We refer to the scenario in which two threads attempt to write to the same location in memory as a data race condition. More generally, a race condition refers to any scenario in which the simultaneous execution of two operations gives an incorrect result. Note that a simultaneous read of the counts[1] location would not in and of itself constitute a race condition, because values can generally read alone from memory without issue. It was the combination of this step with the writes to counts[1] that caused the incorrect result. This read-modify-write pattern is a common source of a particular type of race condition, called a data race, in most threaded programs. In our discussion of race conditions and how to fix them, we focus on data races.

Atomic operations

An operation is defined as being atomic if a thread perceives it as executing without interruption (in other words, as an "all or nothing" action). In some libraries, a keyword or type is used to specify that a block of computation should be treated as being atomic. In the previous example, the line counts[val] = counts[val] + 1 (even if written as counts[val]++) is not atomic, because this line actually corresponds to several instructions at the machine level. A synchronization construct like mutual exclusion is needed to ensure that there are no data races. In general, all operations should be assumed to be nonatomic unless mutual exclusion is explicitly enforced.

Keep in mind that not all execution sequences of the two threads cause a race condition. Consider the sample execution sequence of Threads 0 and 1 in Table 2.

Table 2. Another Possible Execution Sequence of Two Threads Running countElems
Time	Thread 0	Thread 1
i	Read counts[1] and place into Core 0’s register	…
i+1	Increment register by 1	…
i+2	Overwrite counts[1] with contents of register	…
i+3	…	Read counts[1] and place into Core 1’s register
i+4	…	Increment register by 1
i+5	…	Overwrite counts[1] with contents of register

In this execution sequence, Thread 1 does not read from counts[1] until after Thread 0 updates it with its new value (61). The end result is that Thread 1 reads the value 61 from counts[1] and places it into Core 1’s register during time step i+3, and writes the value 62 to counts[1] in time step i+5.

To fix a data race, we must first isolate the critical section, or the subset of code that must execute atomically (in isolation) to ensure correct behavior. In threaded programs, blocks of code that update a shared resource are typically identified to be critical sections.

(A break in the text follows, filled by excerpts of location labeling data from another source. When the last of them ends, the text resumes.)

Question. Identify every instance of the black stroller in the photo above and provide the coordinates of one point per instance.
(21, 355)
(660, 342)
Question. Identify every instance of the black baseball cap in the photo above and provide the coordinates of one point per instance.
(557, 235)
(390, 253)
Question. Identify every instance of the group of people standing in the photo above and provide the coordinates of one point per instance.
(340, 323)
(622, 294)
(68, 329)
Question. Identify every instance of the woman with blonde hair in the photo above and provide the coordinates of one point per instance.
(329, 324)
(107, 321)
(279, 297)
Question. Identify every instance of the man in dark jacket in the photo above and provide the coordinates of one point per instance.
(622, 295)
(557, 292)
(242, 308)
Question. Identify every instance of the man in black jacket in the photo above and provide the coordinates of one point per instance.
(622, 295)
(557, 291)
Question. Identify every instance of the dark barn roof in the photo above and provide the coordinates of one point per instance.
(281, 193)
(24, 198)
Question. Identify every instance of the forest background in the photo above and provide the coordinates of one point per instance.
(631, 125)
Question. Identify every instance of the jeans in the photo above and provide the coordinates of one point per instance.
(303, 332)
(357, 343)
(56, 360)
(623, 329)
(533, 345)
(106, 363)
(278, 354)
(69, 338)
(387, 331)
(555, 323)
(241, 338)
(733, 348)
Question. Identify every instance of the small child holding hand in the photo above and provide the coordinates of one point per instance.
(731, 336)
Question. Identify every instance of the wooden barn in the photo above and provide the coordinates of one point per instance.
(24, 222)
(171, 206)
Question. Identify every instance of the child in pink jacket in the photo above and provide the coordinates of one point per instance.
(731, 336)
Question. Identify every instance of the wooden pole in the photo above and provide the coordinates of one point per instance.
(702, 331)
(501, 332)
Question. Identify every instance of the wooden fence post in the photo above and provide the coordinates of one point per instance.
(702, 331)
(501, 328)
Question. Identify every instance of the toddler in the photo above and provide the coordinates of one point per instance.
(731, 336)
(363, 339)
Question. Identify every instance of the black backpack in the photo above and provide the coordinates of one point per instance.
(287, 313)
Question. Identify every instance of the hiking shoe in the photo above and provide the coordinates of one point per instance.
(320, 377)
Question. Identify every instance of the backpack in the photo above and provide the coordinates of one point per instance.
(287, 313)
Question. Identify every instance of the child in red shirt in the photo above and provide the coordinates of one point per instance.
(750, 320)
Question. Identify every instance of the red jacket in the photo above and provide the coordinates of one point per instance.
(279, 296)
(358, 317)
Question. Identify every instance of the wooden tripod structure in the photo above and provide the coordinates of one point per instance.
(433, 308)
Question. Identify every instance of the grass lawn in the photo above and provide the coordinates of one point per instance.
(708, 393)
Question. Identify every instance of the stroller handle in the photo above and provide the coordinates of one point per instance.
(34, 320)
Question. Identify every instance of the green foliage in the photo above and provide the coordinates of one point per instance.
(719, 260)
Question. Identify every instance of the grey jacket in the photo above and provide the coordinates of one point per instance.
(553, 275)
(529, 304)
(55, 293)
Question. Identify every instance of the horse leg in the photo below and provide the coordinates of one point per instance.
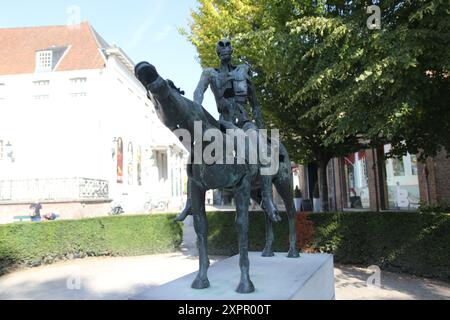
(242, 195)
(285, 190)
(268, 251)
(201, 228)
(188, 208)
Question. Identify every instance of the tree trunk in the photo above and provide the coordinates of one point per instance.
(323, 185)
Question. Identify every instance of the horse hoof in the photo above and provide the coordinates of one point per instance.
(245, 287)
(183, 216)
(293, 254)
(146, 73)
(268, 253)
(200, 284)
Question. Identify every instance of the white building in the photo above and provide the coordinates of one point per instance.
(77, 132)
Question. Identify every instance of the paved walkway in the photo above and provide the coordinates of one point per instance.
(121, 278)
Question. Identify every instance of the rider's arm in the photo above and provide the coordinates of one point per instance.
(256, 107)
(202, 87)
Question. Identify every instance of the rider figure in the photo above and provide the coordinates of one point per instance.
(233, 90)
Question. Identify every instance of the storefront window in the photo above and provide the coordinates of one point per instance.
(357, 181)
(402, 182)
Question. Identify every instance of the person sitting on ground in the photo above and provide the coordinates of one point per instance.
(35, 212)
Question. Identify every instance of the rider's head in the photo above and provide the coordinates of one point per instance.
(224, 50)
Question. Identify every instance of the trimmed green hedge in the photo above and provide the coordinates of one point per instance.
(414, 243)
(33, 244)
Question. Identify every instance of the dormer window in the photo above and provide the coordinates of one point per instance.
(48, 59)
(44, 61)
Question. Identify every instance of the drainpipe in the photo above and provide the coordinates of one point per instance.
(375, 172)
(427, 183)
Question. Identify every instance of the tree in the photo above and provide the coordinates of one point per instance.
(331, 83)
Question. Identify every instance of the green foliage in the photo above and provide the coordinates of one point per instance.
(33, 244)
(414, 243)
(344, 83)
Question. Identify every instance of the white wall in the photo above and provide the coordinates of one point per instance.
(65, 137)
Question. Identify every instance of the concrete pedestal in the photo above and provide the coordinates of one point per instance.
(310, 277)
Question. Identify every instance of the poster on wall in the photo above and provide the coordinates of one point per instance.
(130, 163)
(120, 160)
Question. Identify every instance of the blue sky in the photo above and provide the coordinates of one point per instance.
(145, 30)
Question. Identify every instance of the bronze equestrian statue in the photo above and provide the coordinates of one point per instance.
(233, 90)
(178, 112)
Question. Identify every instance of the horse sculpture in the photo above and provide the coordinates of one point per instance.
(178, 112)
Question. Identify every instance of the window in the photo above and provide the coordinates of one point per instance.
(402, 182)
(41, 83)
(78, 80)
(41, 97)
(399, 167)
(78, 95)
(44, 61)
(357, 181)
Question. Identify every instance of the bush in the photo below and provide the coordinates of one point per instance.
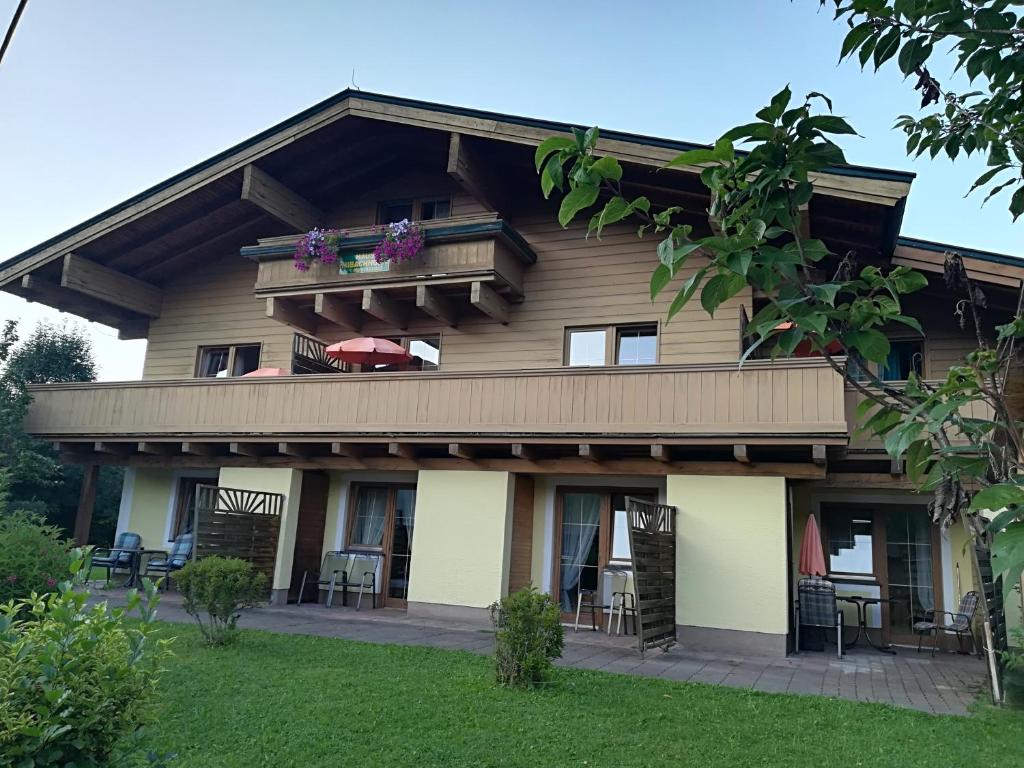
(34, 556)
(75, 680)
(220, 587)
(528, 636)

In the countElems function, updates to the counts array should be put in a critical section to ensure that values are not lost due to multiple threads updating the same location in memory:

long i;
for (i = start; i < end; i++) {
    val = array[i];
    counts[val] = counts[val] + 1; //this line needs to be protected
}

Since the fundamental problem in countElems is the simultaneous access of counts by multiple threads, a mechanism is needed to ensure that only one thread executes within the critical section at a time. Using a synchronization construct (like a mutex, which is covered in the next section) will force the threads to enter the critical section sequentially.